Nach dem neuen Abs. 2 a wird die partielle Selbstanzeige für die Umsatzsteuervoranmeldung und für die Lohnsteueranmeldung ausdrücklich zugelassen.

II. Änderung von Abs. 3

Eine weitere Strafschärfung bedeutet in dem neuen Abs. 3, daß der Steuerpflichtige bei einer Steuerhinterziehung nur Straffreiheit erlangt, wenn er nicht nur die hinterzogene Steuer, sondern auch die Hinterziehungszinsen und die regulären Nachzahlungszinsen mitzahlt. Dies führt zu einer erheblichen Mehrbelastung des Steuerpflichtigen, da der Zinsanteil der Gesamtzahlung gerade bei einem Zeitraum von 10 Jahren sogar höher sein kann, als der eigentlich hinterzogene Steuerbetrag.

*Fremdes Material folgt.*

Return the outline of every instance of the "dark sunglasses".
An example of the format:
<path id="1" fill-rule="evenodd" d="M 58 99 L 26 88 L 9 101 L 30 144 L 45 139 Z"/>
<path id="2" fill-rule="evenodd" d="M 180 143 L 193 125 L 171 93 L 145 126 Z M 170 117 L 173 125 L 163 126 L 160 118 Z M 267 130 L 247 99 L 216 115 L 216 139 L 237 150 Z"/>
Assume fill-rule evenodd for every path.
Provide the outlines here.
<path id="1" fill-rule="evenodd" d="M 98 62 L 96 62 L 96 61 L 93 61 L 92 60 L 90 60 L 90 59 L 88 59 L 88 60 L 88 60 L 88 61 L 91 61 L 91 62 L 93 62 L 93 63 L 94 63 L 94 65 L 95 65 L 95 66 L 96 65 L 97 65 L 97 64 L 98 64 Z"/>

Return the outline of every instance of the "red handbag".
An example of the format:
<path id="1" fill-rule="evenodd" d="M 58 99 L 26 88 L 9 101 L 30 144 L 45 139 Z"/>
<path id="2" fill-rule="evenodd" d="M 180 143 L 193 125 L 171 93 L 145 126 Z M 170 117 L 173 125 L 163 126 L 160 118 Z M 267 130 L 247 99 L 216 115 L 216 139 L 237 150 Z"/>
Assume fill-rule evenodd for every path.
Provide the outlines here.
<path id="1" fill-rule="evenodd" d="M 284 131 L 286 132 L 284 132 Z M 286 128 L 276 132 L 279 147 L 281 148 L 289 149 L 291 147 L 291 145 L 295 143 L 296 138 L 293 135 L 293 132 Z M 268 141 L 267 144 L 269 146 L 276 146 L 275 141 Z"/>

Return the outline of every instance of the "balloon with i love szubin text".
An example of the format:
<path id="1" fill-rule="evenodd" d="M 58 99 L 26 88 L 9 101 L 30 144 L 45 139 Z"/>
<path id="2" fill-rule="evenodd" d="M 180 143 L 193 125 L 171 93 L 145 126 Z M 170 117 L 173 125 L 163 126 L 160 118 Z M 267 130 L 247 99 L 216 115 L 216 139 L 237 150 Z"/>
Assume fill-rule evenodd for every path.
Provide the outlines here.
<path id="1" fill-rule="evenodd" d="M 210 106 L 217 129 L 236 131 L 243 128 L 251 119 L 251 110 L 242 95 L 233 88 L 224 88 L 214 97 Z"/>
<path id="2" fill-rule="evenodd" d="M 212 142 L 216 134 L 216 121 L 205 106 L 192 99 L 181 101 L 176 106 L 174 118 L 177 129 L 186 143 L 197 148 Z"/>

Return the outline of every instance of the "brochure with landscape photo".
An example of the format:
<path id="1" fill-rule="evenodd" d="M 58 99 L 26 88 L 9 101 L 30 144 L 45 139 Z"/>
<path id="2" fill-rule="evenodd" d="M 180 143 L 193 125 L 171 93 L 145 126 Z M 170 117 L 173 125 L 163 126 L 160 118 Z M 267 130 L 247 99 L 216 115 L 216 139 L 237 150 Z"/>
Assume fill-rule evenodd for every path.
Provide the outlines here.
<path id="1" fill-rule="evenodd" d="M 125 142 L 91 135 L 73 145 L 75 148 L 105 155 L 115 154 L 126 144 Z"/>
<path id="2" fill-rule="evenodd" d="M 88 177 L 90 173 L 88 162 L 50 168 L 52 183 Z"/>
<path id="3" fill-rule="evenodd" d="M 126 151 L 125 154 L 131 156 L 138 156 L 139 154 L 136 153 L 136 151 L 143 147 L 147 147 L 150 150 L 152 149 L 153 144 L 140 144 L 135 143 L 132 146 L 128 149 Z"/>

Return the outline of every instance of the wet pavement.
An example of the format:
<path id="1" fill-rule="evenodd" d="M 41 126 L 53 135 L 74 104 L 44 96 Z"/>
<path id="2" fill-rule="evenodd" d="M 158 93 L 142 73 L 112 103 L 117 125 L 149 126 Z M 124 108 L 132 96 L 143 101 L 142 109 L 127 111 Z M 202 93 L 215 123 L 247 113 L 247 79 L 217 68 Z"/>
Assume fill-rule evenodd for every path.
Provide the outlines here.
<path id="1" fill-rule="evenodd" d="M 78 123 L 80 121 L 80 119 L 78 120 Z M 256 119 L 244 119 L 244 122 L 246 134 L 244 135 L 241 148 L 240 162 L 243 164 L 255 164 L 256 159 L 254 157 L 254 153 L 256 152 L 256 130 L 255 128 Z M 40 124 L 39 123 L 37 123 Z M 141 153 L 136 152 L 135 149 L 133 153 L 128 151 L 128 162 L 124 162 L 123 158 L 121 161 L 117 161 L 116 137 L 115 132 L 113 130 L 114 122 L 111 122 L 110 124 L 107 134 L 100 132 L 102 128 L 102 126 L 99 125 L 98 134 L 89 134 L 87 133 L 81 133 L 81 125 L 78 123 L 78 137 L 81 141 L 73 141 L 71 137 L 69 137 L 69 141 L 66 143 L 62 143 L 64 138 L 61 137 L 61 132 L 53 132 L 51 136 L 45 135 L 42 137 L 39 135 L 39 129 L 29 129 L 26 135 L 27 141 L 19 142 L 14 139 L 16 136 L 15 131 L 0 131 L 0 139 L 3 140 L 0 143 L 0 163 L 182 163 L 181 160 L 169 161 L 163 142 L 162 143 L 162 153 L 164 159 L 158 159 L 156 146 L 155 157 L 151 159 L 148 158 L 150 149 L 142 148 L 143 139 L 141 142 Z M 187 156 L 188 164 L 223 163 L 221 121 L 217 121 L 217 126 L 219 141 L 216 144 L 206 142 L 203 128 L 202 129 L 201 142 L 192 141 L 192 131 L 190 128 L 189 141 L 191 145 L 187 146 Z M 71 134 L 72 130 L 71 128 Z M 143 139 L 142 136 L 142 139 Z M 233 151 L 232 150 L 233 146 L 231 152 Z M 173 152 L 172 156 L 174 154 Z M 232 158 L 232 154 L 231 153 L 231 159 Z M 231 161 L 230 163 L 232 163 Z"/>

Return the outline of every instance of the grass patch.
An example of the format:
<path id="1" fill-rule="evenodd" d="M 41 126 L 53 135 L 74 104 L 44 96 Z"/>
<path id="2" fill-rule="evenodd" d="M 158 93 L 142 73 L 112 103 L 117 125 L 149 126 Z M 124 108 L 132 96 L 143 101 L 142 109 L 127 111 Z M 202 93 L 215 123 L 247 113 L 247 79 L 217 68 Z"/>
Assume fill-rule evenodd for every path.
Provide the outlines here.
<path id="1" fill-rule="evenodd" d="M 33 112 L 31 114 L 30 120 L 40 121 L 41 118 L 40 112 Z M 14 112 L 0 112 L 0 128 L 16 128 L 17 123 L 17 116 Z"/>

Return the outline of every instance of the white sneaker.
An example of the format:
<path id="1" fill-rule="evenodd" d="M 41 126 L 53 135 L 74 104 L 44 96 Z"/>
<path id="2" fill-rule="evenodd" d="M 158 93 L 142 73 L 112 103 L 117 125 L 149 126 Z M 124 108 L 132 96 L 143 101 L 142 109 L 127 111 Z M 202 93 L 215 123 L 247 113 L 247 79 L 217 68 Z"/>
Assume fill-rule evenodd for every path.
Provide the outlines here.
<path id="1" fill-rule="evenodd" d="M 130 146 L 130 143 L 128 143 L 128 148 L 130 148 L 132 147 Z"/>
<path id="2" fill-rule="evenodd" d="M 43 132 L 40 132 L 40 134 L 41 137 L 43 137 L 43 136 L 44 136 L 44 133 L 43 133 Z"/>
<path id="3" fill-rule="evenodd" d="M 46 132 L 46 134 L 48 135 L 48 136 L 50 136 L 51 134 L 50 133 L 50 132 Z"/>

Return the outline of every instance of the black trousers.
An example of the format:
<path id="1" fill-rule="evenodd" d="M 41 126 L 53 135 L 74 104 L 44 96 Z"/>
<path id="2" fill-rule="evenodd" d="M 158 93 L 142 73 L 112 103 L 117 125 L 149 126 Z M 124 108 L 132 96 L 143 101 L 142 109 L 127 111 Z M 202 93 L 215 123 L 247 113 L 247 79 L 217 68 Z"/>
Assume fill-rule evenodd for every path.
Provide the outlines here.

B. § 398a AO und Beitragsgrenze von 25.000

Das System der Regelung in § 371 Abs. 2 Nr. 3 AO ist etwas umständlich formuliert worden. Es tritt hier zunächst eine “Sperrwirkung” ein, wenn der Betrag der Steuerhinterziehung 25.000 € übersteigt, andererseits wird auch diese Steuerhinterziehung dann nicht verfolgt, wenn gem. § 398a AO ein gestaffelter (Straf-)Zuschlag gezahlt wird. Im Ergebnis muss der Steuerpflichtige dann neben der vollständigen hinterzogenen Steuer noch die beiden Zinsarten und den Zuschlag nach § 398a AO zahlen. Der Zuschlag beträgt 10% der hinterzogenen Steuer bei einer Steuerhinterziehung zwischen 25.000,01 € und 100.000 €, 15% der hinterzogenen Steuer bei einer Steuerhinterziehung zwischen 100.000,01 € und 1.000.000 € und 20% der hinterzogenen Steuer bei einer Steuerhinterziehung ab 1.000.000,01 €.

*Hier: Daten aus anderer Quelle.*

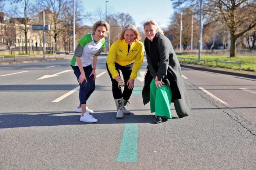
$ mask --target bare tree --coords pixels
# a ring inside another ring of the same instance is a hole
[[[182,30],[181,39],[182,44],[184,49],[186,49],[191,44],[192,18],[193,17],[193,39],[196,39],[198,37],[198,26],[196,24],[198,20],[193,15],[192,11],[188,8],[182,10]],[[172,44],[174,46],[179,45],[180,30],[181,29],[181,13],[174,12],[172,17],[170,18],[170,25],[166,32],[168,34],[173,35],[173,40]]]
[[[107,18],[110,26],[111,44],[119,39],[120,33],[124,26],[128,24],[135,25],[133,18],[128,14],[113,14],[108,15]]]
[[[189,6],[198,11],[198,0],[170,0],[175,7]],[[203,13],[225,24],[230,34],[230,56],[236,56],[238,38],[256,26],[255,0],[205,0]],[[185,2],[186,3],[185,3]]]
[[[81,2],[76,1],[75,4],[75,28],[76,32],[77,29],[79,28],[81,25],[82,18],[83,15],[82,14],[81,11],[83,10],[81,5],[78,5]],[[68,42],[69,45],[69,51],[71,51],[72,49],[71,48],[72,46],[71,45],[73,41],[73,10],[71,10],[68,8],[68,7],[72,6],[73,2],[70,0],[65,4],[64,7],[65,10],[63,11],[63,18],[61,21],[61,25],[62,28],[60,30],[60,34],[62,37],[63,42]]]
[[[62,31],[63,28],[61,23],[64,19],[64,11],[70,10],[67,9],[66,4],[68,1],[68,0],[39,0],[38,4],[40,4],[40,5],[38,6],[36,5],[34,8],[38,11],[39,10],[42,11],[42,9],[47,10],[50,11],[48,12],[49,15],[46,16],[46,23],[50,25],[51,30],[50,32],[48,32],[47,34],[54,38],[56,49],[57,49],[57,36]],[[72,6],[71,6],[70,7]]]

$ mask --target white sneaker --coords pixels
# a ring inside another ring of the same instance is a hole
[[[88,112],[86,112],[85,113],[83,116],[81,115],[80,121],[88,123],[95,123],[97,122],[98,120],[94,118],[92,115],[89,114]]]
[[[88,113],[92,113],[93,112],[93,111],[90,109],[87,106],[86,106],[85,108],[86,108],[86,111],[88,112]],[[79,106],[78,106],[77,107],[77,112],[78,113],[82,112],[82,108],[81,108],[81,107],[79,107]]]

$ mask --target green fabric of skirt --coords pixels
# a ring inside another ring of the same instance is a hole
[[[156,116],[160,116],[165,119],[171,119],[171,103],[172,93],[170,87],[164,85],[161,88],[157,88],[155,79],[150,84],[149,99],[150,111],[156,112]]]

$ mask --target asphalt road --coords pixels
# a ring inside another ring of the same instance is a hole
[[[106,59],[87,104],[94,123],[75,112],[70,60],[0,66],[0,169],[256,169],[255,80],[182,68],[191,113],[179,118],[172,104],[173,119],[154,124],[145,61],[132,113],[117,119]]]

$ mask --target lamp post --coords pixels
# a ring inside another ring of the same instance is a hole
[[[191,21],[191,51],[193,50],[193,18],[194,15],[192,14],[192,21]]]
[[[181,52],[181,34],[182,34],[182,12],[181,14],[181,32],[179,37],[179,52]]]
[[[106,6],[106,13],[105,13],[106,18],[105,18],[105,20],[106,21],[107,21],[107,3],[108,2],[109,2],[109,1],[106,1],[106,5],[105,5]],[[107,42],[107,38],[106,37],[105,38],[105,42]],[[108,42],[108,43],[109,43],[109,42]],[[105,54],[107,54],[107,45],[106,45],[106,43],[105,44]]]
[[[201,49],[202,46],[202,42],[201,40],[202,37],[201,33],[202,29],[202,0],[200,0],[200,15],[199,20],[199,38],[198,38],[198,60],[200,60],[200,56],[201,55]]]
[[[73,52],[75,53],[75,0],[73,0]]]

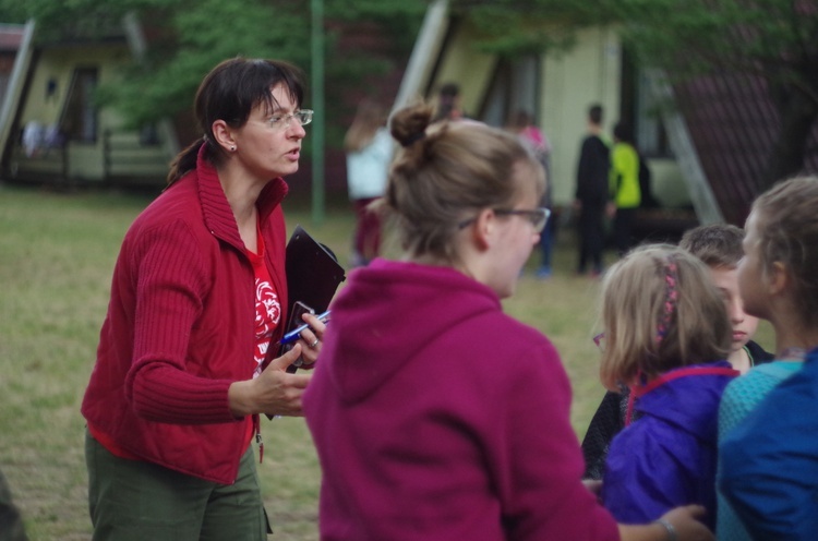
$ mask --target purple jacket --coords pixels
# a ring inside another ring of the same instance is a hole
[[[705,368],[731,365],[717,361],[665,375]],[[699,504],[713,528],[719,401],[733,377],[687,375],[637,400],[641,417],[614,437],[605,462],[602,500],[619,522],[649,522],[679,505]]]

C. Besonders schwerer Fall gem. § 370 Abs. 3 Satz 2 Nr. 1 AO

Für die Praxis “normaler” Steuerhinterziehung kann es sehr wichtig werden, wann von einem besonders schweren Fall auszugehen ist, weil dann das Gesetz zwingend eine Gefängnisstrafe von mind. 6 Monaten und bis zu 10 Jahren vorsieht. Hier stellt sich die Frage, wann Steuern “in großem Ausmaß verkürzt” wurden. Der Bundesgerichtshof unterscheidet hier vereinfacht ausgedrückt danach, ob der Steuerpflichtige Steuern verschweigt, dann soll hier eine Wertgrenze ab 100.000 € gelten. “Greift” der Steuerpflichtige hingegen “aktiv” in die Staatskasse, indem er sich unberechtigt eine Erstattung auszahlen lässt, soll die Wertgrenze hingegen schon bei 50.000 € liegen.